A prévia da inflação de julho, o IPCA-15, registrou alta de 0,06%, resultado abaixo das expectativas do mercado, que projetavam variação de 0,08%. O índice acumula no ano alta de 0,76% e em 12 meses de 4,45%. A surpresa positiva para a inflação impulsionou o mercado de juros futuros, que recuaram em toda a extensão da curva, com destaque para o contrato de Depósito Interfinanceiro (DI) para janeiro de 2026, que caiu para 11,54% ao ano.
Juros futuros recuam com IPCA-15 abaixo do piso
Após a divulgação do IPCA-15, as taxas dos contratos futuros passaram a operar em queda. O mercado interpretou o dado como um sinal de que a inflação pode estar mais controlada, reduzindo a pressão sobre o Banco Central para elevar a Selic. Para o economista-chefe de uma corretora, o resultado veio abaixo do piso das projeções, o que gerou um alívio no mercado de renda fixa. A curva de juros passou a precificar uma menor probabilidade de alta da taxa básica de juros nas próximas reuniões do Copom.
Investimento direto no Brasil supera previsão e avança 33% no semestre
O investimento direto no Brasil atingiu US$ 23 bilhões no primeiro semestre de 2024, superando as previsões do mercado. O fluxo de entrada de capital estrangeiro subiu 33% em relação ao mesmo período de 2023, impulsionado por projetos de infraestrutura e investimentos em energia renovável. Segundo o Banco Central, o resultado reflete a confiança dos investidores na economia brasileira, apesar do cenário global incerto. A projeção para o ano foi revisada para US$ 45 bilhões.

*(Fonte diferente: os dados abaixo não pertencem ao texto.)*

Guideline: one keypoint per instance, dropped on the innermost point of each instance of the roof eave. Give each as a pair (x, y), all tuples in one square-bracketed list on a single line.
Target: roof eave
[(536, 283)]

Ações: BBA e JPMorgan ajustam recomendações
O Banco Bradesco BBI (BBA) divulgou uma lista de cinco ações para ficar de olho na temporada de resultados do segundo trimestre. Entre os destaques estão empresas dos setores de siderurgia e papel e celulose. Já o JPMorgan fez alterações em sua carteira de 'utilities' após o desempenho baixo do setor. O banco também revisou recomendações para frigoríficos: elevou a recomendação para JBS, rebaixou Minerva e manteve MBRF como favorita. As mudanças são baseadas nas perspectivas de margens e demanda global por proteínas.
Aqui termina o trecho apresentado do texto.